Voting Rights: Seeing Is Believing

Todd Hendricks
3 min readJun 6, 2021
Photo by Elliott Stallion on Unsplash

Disenfranchisement should be more prominently featured in our political discourse. But the challenge of elevating the issue is that there’s nothing to “see”. The challenge for activists is telling a story of regressive policy when images that motivate action are hard to come by.

Drive through sections of the Bay Area. When you see city blocks full of homeless folks trying to survive in camping tents, economic inequality is no longer an abstraction. You can see it.

Log into social media. When you see iPhone footage of an unarmed black person being brutalized by white cops, systemic racism is no longer an abstraction. You can see it. The visceral experience of being in or seeing a hurricane or wildfire tends to reliably provoke discussions of climate change policy, and so forth.

Indeed, the turning point for the civil rights movement — and what led to the voting rights regime we have today — wasn’t a speech. It was the jarring visuals of Bloody Sunday. Up to that point in the movement, it just wasn’t on people’s radar. Actually watching television footage of Alabama state troopers beating young black people on Edmund Pettis bridge — cheered by segregationists waving confederate flags — shocked the conscience, changed the conversation, and forced the issue.

Unfortunately, people have to see things in order to feel their importance in a meaningful way. It’s something to be mindful of.

Understanding how vote dilution happens is straightforward. Legal scholars have defined two approaches: packing and cracking. As the name suggests, packing is cramming as many minority voters into a single jurisdiction as possible. The effect is that the target jurisdiction becomes saturated, leaving fewer votes to spread around in adjacent jurisdictions. Packing is how Austin, Texas has one Democrat and five Republicans in Congress.

Cracking is the inverse. Legislators will target area where minority voters are geographically concentrated and dilute through division. Not sizable enough to compete or influence policy in any of the political subdivisions, a “cracked” community loses the benefit of a unified voice.

Returning to the power of imagery, I’m not aware of a more egregious example of cracking at the moment than in North Carolina (although I’m sure there are others). North Carolina A&T is the largest historically black university in the country. Its expansive campus is home to over 12,000 students.

Sceenshot from Google Maps

Laurel Road runs north-south, cutting through the middle of campus. It also serves as a political boundary separating senate district six and thirteen.
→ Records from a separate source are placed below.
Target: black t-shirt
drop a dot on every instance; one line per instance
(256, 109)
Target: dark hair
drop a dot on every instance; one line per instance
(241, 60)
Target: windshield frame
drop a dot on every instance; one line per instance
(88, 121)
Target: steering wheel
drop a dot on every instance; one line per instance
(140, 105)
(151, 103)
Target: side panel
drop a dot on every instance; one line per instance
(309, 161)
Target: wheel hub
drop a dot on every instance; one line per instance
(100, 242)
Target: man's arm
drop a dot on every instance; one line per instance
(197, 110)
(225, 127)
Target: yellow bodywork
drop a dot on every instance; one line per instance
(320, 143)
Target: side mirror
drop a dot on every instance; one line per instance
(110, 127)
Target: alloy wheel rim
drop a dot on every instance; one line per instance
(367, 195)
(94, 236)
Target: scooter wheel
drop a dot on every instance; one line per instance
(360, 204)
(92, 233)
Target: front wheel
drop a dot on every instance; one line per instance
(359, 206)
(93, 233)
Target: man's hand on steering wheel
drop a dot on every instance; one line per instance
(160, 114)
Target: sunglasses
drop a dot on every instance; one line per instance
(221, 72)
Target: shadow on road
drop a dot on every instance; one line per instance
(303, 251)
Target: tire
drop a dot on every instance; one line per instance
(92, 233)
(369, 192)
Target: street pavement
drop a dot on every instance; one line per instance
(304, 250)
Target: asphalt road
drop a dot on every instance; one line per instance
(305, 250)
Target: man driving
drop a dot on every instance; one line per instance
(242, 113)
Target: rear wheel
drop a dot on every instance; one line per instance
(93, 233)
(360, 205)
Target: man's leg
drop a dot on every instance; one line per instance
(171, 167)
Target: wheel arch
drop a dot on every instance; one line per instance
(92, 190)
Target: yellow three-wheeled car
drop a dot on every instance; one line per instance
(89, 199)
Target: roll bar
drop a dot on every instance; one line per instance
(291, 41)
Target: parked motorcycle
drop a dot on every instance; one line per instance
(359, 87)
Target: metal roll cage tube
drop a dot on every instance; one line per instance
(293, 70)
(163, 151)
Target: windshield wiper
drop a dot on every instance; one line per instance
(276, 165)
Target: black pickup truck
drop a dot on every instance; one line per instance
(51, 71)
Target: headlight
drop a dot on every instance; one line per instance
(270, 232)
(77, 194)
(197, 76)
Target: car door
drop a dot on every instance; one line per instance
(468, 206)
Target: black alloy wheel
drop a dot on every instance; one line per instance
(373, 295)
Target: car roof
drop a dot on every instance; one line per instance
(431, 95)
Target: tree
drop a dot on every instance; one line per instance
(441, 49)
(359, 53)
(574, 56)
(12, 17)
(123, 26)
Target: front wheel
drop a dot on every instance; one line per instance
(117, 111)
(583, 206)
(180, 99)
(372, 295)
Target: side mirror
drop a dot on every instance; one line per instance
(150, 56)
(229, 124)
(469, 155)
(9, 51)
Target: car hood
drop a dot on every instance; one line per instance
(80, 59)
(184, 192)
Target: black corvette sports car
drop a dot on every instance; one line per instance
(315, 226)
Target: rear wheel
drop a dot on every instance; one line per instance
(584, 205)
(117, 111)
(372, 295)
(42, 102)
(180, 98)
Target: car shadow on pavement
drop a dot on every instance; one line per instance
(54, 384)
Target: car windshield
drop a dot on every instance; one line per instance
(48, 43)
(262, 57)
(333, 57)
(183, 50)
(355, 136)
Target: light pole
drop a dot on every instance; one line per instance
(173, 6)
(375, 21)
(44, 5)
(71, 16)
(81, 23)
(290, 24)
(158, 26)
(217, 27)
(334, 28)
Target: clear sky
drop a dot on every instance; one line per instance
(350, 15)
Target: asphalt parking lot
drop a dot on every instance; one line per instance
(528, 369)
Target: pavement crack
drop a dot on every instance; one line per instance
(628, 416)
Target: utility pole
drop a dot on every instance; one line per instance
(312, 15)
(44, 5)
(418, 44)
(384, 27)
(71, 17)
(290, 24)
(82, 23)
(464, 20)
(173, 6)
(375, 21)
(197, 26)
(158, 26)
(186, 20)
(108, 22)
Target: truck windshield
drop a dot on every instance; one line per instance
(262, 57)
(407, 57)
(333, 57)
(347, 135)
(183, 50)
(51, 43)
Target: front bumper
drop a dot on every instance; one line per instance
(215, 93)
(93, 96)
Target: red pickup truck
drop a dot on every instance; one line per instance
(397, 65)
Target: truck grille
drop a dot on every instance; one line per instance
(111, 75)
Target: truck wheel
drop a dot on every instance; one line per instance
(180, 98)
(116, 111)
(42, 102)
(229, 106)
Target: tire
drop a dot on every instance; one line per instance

So, a student can wake up in one district, and on the walk to class cross into the other. Hypothetically speaking, if someone had the goal of diminishing the ability of black voters to influence state policy, this would be an effective way to do it. Hypothetically speaking, of course.

So often, though, discrimination in this context doesn’t give us anything to look at. Voting policy is technical and bureaucratic. It’s very hard to make causal connections. But they’re there, and the onus is on advocates to tell the right story.